I’ve recently wondered whether there is merit to the idea of taking the crypto acceleration instructions in most normal CPU’s and turning them into a dedicated co-processor, maybe also with some dedicated RAM. Not really for performance reasons, but rather for isolation; I’m imagining a single, in-order core with basically a single algorithm programmed into it and no bus, clock, or anything else shared with the main CPU. You can then prove that the co-processor always runs at a fixed rate for given input, know for a fact that nothing else is doing anything that can tamper with its performance (since it’s a single execution thread dedicated to a particular calculation, ideally one that is in-order), and it would (hopefully) be easier to control the side-channels one can observe from it. The main processor would not be able to ask the coprocessor about its clock rate, load/store latency, power usage, or anything else that could leak info about what it’s doing. Maybe you could even have multiple coprocessors to aid throughput, multiplexed by the OS; another process might be able to tell that you’re using a crypto coprocessor, but nothing else apart from “started using it” and “stopped using it”.

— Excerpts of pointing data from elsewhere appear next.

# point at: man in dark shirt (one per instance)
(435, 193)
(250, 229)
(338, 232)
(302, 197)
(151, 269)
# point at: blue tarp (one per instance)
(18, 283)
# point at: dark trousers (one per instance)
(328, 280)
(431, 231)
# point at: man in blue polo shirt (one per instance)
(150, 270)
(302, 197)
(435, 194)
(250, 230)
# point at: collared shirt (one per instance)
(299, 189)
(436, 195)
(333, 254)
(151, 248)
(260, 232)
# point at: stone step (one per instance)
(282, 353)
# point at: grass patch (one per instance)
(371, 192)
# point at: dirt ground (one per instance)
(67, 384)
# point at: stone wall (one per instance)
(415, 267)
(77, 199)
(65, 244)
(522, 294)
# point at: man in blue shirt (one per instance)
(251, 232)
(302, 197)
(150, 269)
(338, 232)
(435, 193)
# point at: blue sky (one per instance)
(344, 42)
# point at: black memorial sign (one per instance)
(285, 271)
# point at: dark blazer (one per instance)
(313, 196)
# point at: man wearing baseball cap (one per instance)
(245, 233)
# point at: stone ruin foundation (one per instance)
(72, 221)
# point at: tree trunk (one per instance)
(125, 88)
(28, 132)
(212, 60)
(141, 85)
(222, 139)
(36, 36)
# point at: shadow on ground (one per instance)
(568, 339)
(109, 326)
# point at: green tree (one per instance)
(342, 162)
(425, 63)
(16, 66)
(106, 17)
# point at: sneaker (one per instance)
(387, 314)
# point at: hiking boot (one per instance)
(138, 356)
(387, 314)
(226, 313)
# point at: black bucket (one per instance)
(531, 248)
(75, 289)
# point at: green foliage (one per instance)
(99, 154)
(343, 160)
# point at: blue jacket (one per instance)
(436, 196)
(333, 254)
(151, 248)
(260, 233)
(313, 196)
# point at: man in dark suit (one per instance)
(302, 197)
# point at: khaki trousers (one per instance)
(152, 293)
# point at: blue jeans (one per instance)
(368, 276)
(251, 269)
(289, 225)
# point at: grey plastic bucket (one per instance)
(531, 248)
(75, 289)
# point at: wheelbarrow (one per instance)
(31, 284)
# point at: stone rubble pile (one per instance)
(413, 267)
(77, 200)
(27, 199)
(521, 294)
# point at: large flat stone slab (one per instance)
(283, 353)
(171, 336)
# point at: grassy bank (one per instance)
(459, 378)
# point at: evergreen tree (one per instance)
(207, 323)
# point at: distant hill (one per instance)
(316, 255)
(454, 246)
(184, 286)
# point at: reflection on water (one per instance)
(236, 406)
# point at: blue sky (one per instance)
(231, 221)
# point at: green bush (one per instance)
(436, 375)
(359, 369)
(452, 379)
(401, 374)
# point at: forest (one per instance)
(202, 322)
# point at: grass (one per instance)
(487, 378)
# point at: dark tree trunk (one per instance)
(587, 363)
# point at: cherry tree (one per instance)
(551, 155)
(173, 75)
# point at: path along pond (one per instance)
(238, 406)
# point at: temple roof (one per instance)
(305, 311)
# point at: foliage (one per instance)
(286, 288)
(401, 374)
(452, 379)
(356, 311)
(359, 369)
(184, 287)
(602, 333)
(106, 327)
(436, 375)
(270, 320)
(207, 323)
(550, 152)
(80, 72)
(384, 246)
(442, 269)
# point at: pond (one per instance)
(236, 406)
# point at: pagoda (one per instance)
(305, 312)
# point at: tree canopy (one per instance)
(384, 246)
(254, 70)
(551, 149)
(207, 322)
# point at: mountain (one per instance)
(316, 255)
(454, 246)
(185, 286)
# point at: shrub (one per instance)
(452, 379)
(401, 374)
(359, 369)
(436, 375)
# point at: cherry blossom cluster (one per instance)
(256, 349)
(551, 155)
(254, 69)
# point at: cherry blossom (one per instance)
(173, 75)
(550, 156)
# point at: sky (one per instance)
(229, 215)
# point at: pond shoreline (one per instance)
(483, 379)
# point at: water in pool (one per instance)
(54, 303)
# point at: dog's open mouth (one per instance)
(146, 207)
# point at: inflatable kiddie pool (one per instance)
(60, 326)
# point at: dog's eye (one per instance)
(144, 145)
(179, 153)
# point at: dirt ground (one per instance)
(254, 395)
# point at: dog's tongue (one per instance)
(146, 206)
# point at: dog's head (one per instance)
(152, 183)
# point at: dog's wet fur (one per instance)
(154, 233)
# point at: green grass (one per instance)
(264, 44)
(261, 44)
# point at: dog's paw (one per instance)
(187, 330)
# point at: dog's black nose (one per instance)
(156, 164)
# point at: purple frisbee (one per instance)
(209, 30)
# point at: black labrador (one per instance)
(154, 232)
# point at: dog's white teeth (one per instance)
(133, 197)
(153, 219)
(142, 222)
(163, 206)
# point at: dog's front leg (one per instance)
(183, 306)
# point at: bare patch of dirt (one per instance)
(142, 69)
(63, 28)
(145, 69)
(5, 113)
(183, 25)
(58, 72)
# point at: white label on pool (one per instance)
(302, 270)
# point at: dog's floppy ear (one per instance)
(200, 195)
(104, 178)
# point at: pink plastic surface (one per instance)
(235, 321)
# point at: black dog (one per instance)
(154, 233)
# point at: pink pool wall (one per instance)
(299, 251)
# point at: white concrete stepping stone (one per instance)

Then the rest of our programs could go off and use whatever optimizations hardware wants to implement, while the time-sensitive parts get their own dedicated sandbox.
I think a “I’m doing crypto now” mode could be more useful (fixed clocks, fixed memory access times, fixed operation times). Might slow down some algorithms, but is guaranteed to not have any timing side-channels (and maybe no power side-channels?). Would be annoying to handle this in kernel though (what do you do if a process put a core into this mode and got preempted? Do you keep that mode on? Do you turn it off and turn it back on when putting the process back on? Do you only allow mode change in the kernel to be accessed by a syscall?)
A lot of these assurances would be provided by executing your crypto with the help of a trusted execution environment or straight up a hardware security module.
Tempting, but may be costly.
If you want something generic capable of implementing many primitives, you may require quite a bit of silicone even if the pathologically straight-line code we see in crypto does not benefit from out of order execution or even a cache hierarchy. You’ll still need sizeable ALUs, and efficient multiplication (an array of 64->128 multipliers would be awfully nice), and a form of SIMD to feed all those units.
If however you want something cheap yet fast, you’ll probably need to settle on some hardware friendly primitive like Keccak. Asymmetric crypto may still be a problem though, except perhaps if we use a binary field elliptic curve (about which I’ve heard security is not as settled as it is for prime field curves). The biggest problem is it’s quite inflexible.
Unless the world comes crashing down, I don’t see hardware vendors proposing either alternative. Except for some niches, but then we already have FPGA or even ASIC implementations in specific places.